The CIDI-module E is a standardized diagnostic interview created by the WHO to assesses major depression (WHO, 1997). The CIDI includes the first two screening questions assessing anhedonia and depressive mood during the last 12 months for a period of two consecutive weeks. When at least one of these two screening questions is affirmatively answered, 31 additional items are asked including both yes/no and free-text answers. According to a recent systematic review, the CIDI is the second most common diagnostic interview used in primary care to screen for depression using the PHQ-9 (Costantini et al., 2021). The CIDI showed excellent inter-rater reliability (> 0.90) in most of the diagnoses. Test-retest reliability reached good-to-excellent Kappa indexes for most of the CIDI modules, including the depression module (Wittchen, 1994). The CIDI-depression module showed an Area Under the Curve (AUC) of 0.75, a sensitivity of 53.3%, and a specificity of 93.7% using SCID as a criterion (Haro et al., 2006).

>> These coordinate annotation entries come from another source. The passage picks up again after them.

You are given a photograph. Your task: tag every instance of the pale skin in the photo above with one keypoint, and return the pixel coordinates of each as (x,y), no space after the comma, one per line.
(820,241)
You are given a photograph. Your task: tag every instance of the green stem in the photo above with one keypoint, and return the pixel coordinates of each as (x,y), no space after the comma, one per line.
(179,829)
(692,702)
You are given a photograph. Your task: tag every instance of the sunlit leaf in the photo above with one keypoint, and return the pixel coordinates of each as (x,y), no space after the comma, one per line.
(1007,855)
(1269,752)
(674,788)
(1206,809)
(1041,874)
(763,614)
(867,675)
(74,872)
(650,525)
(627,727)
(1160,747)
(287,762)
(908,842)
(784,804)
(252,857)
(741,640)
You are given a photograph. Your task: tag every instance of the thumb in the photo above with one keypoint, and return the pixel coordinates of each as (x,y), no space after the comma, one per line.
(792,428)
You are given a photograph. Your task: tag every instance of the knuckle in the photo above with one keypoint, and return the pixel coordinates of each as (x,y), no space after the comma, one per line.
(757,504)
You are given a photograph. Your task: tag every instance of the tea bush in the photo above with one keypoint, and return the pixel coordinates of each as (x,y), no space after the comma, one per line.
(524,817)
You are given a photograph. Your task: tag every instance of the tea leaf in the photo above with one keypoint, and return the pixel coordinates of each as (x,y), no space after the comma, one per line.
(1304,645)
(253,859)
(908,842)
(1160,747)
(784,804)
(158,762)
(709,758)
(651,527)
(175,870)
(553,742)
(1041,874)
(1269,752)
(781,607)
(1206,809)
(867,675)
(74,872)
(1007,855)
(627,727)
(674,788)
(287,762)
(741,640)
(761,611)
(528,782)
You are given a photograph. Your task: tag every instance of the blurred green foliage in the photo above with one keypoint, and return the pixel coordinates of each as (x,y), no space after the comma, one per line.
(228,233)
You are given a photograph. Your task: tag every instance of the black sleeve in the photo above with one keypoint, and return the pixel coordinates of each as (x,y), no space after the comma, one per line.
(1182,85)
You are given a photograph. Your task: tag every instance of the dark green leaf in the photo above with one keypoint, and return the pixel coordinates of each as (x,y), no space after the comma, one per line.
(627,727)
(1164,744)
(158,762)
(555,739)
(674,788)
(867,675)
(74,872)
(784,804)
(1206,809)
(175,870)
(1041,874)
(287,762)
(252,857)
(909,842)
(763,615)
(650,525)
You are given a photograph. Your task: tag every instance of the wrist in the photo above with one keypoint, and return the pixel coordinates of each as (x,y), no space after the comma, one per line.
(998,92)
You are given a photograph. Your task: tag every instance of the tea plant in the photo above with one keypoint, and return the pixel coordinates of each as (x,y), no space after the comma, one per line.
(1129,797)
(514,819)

The 25-item version of the Hopkins Symptom Checklist (HSCL-25)

The HSCL-25 is a self-administered 25-item questionnaire (Nabbe et al., 2019) that assesses anxiety (items 1–10) and depression (items 11–25). Each item offers four Likert response options, ranging from 1 ‘Not at all’ to 4 ‘Extremely’. The total score is calculated by dividing the sum of the scores of all items by 25 (all items), 10 (anxiety dimension) or 15 (depression dimension); total scores range from 1 to 4 points. Cronbach's alpha coefficient was 0.92 in Spanish PHC patients (Rodríguez-Barragán et al., 2021).

Generalized Anxiety Disorder Scale (GAD-7)

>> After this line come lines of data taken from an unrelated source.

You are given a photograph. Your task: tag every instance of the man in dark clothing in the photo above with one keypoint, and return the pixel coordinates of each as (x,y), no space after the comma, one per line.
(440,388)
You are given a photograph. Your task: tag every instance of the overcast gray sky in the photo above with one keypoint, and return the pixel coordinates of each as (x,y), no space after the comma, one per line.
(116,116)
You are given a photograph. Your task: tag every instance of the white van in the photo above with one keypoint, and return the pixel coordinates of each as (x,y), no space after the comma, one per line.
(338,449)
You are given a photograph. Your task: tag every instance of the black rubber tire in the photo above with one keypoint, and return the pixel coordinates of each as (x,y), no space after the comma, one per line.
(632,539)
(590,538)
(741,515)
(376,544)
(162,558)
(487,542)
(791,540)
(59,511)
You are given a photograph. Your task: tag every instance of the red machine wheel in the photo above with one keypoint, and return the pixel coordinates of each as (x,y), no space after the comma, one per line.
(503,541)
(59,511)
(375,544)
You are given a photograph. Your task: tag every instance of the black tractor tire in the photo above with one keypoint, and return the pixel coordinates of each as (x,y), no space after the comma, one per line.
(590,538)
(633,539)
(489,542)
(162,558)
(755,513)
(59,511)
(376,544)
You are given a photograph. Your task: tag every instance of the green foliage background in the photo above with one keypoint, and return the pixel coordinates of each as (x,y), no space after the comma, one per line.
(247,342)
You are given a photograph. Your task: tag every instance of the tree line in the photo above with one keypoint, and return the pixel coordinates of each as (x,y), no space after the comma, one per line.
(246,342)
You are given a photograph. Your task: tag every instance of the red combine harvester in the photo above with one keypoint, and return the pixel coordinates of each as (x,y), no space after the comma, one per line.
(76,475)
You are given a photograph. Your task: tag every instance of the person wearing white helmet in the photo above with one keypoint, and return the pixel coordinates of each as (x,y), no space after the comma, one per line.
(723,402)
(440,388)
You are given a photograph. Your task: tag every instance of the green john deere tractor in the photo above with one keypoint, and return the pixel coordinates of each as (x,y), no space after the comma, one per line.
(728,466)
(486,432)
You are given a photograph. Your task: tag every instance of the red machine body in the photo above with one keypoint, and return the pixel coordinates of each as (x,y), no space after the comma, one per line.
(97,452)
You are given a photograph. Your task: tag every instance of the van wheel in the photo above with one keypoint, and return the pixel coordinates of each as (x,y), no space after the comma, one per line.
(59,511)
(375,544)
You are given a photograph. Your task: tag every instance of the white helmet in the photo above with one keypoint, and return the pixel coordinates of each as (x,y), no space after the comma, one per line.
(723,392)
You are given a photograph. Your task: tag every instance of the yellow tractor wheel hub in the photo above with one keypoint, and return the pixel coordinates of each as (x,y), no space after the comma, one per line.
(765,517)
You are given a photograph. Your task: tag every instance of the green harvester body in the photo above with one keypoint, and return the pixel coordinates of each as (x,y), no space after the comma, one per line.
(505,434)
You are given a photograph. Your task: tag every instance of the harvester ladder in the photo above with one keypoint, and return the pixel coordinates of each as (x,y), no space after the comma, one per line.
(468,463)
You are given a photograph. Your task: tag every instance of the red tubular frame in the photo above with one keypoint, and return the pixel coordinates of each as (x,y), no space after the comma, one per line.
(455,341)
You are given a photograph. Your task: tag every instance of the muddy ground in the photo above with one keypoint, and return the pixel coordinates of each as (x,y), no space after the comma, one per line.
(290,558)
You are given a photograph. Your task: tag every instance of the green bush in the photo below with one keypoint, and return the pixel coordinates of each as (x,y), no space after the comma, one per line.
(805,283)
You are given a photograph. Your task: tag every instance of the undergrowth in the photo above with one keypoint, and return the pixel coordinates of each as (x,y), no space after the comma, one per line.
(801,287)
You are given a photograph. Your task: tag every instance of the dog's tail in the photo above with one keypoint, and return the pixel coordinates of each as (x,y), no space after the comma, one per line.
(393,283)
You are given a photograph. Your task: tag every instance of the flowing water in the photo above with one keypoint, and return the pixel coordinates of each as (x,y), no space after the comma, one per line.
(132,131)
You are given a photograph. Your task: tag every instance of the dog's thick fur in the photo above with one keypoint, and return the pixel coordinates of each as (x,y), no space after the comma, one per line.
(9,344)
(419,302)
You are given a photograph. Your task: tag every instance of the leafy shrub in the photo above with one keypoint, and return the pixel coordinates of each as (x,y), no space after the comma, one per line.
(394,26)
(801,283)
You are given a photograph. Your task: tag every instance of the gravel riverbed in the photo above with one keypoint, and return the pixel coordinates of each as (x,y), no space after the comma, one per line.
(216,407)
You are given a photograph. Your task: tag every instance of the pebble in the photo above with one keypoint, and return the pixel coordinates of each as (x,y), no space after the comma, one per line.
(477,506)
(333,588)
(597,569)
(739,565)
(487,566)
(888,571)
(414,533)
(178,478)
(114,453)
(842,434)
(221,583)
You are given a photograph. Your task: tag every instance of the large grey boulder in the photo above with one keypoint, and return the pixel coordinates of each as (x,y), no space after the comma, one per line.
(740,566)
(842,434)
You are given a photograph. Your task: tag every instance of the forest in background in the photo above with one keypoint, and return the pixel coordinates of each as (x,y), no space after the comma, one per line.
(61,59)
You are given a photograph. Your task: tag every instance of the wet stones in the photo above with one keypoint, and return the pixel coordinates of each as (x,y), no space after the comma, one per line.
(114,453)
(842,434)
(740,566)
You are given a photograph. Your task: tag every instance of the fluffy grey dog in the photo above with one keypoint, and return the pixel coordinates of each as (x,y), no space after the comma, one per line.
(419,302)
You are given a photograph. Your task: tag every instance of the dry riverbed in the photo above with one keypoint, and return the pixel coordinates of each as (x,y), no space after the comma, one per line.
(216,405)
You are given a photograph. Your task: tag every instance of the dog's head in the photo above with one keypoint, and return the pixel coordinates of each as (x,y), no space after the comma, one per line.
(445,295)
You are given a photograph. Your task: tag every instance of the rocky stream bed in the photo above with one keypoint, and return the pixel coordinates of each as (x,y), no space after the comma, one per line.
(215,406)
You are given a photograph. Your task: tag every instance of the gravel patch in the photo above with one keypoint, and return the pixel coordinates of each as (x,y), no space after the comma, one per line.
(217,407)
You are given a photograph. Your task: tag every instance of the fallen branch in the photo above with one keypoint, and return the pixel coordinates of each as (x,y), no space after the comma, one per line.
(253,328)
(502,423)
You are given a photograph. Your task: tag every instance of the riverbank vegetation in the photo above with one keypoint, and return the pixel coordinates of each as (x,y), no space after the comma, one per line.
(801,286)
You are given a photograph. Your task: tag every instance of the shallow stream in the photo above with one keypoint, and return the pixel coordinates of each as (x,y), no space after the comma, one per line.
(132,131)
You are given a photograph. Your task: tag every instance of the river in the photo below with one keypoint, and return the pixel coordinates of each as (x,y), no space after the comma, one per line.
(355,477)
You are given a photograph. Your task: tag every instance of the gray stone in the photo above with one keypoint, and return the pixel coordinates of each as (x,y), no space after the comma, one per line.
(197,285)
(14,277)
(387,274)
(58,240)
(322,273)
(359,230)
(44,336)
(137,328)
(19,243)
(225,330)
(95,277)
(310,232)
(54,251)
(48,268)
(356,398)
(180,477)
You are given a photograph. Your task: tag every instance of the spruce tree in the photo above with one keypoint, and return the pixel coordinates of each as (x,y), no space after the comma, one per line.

The GAD-7 is a 7-item scale measuring symptoms of generalized anxiety (Spitzer, Kroenke, Williams, & Löwe, 2006). Each GAD-7 item contains four Likert-response options, ranging from 0 ‘Not at all’ to 3 ‘Nearly every day’. Total score ranges from 0 to 21 points. Higher scores indicate more symptoms of anxiety. Cronbach's alpha coefficient was 0.94 in the Spanish general population (Garcia-Campayo et al., 2010).

Functional social support questionnaire (DUKE-UNC-11)

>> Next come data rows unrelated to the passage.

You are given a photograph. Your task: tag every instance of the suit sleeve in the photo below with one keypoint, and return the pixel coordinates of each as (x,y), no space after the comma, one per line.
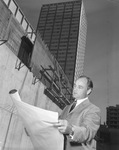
(88,128)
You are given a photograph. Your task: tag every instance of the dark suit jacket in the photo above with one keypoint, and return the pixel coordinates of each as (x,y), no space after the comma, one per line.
(86,120)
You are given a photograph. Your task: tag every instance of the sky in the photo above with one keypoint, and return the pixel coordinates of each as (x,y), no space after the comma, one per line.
(101,57)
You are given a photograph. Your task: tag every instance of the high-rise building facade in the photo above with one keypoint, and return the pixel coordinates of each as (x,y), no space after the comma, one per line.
(63,28)
(113,117)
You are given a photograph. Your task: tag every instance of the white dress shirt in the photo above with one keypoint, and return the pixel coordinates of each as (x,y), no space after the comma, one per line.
(80,101)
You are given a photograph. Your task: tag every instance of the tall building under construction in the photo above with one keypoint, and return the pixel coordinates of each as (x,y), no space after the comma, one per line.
(63,28)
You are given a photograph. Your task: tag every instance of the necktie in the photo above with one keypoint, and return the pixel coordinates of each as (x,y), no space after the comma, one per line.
(73,106)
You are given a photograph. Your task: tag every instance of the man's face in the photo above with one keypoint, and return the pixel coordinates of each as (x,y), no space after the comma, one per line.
(80,88)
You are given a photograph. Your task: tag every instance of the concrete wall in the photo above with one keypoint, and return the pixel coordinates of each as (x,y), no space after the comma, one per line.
(102,56)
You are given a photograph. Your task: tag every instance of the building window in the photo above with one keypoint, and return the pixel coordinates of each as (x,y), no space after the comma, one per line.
(25,51)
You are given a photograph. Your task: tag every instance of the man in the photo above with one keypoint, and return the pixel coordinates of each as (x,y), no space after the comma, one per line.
(80,124)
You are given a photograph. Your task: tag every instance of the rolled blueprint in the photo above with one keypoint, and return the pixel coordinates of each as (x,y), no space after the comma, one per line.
(39,124)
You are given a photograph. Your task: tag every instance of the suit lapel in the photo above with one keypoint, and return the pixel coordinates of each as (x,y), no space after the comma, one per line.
(80,107)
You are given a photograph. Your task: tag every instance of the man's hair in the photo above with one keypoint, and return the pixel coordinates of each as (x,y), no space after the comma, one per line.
(89,82)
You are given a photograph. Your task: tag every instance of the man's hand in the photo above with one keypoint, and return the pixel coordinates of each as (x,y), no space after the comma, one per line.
(63,126)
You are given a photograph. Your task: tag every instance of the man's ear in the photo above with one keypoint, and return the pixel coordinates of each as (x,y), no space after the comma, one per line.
(89,91)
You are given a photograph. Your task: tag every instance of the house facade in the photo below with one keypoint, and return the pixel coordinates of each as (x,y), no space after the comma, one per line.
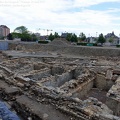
(4,30)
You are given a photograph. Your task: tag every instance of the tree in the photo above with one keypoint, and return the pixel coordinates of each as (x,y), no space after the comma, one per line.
(9,36)
(21,29)
(56,35)
(101,39)
(69,36)
(74,38)
(111,40)
(82,36)
(51,37)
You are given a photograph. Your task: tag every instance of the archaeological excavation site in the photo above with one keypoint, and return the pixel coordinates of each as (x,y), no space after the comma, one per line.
(59,81)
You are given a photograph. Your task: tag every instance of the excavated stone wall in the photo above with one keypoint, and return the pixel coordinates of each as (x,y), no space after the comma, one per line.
(70,50)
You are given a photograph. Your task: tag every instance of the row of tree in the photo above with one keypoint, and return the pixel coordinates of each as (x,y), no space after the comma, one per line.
(25,35)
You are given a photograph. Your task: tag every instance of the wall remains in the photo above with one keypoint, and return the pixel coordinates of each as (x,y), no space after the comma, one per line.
(70,50)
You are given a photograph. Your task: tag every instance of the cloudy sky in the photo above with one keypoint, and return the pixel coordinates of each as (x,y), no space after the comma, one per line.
(91,17)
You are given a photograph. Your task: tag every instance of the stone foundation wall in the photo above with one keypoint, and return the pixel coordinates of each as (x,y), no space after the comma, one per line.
(70,50)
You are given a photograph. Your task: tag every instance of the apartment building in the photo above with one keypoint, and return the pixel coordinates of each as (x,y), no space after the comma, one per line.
(4,30)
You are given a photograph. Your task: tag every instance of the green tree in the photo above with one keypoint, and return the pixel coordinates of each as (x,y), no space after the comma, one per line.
(111,40)
(68,37)
(56,35)
(21,29)
(23,33)
(101,39)
(9,36)
(74,38)
(82,37)
(51,37)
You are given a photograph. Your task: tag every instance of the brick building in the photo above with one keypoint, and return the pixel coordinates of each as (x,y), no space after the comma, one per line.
(4,30)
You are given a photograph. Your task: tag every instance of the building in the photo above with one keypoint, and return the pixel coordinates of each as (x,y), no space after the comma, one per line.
(4,30)
(112,39)
(91,39)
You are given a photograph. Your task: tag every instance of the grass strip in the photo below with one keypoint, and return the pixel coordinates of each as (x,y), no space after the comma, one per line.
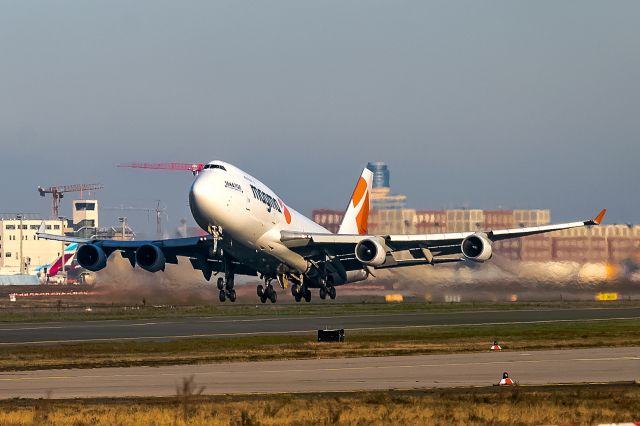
(575,404)
(405,341)
(13,314)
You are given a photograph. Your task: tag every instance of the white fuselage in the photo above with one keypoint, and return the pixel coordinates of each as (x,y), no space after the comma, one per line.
(250,216)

The DUKE-UNC-11 is a multidimensional questionnaire assessing functional social support (Broadhead, Gehlbach, de Gruy, & Kaplan, 1988). The DUKE-UNC-11 consists of 11 items with five Likert-response options ranging from 1 ‘much less than I want’ to 5 ‘as much as I want’. The total score ranges from 11 to 55 points, where higher scores indicate more functional social support. Cronbach's alpha coefficient was 0.92 for Spanish PHC patients (Bellón, Delgado Sánchez, Luna del Castillo, & Lardelli Claret, 1996).

Health-related Quality of Life (EQ-5D-3L)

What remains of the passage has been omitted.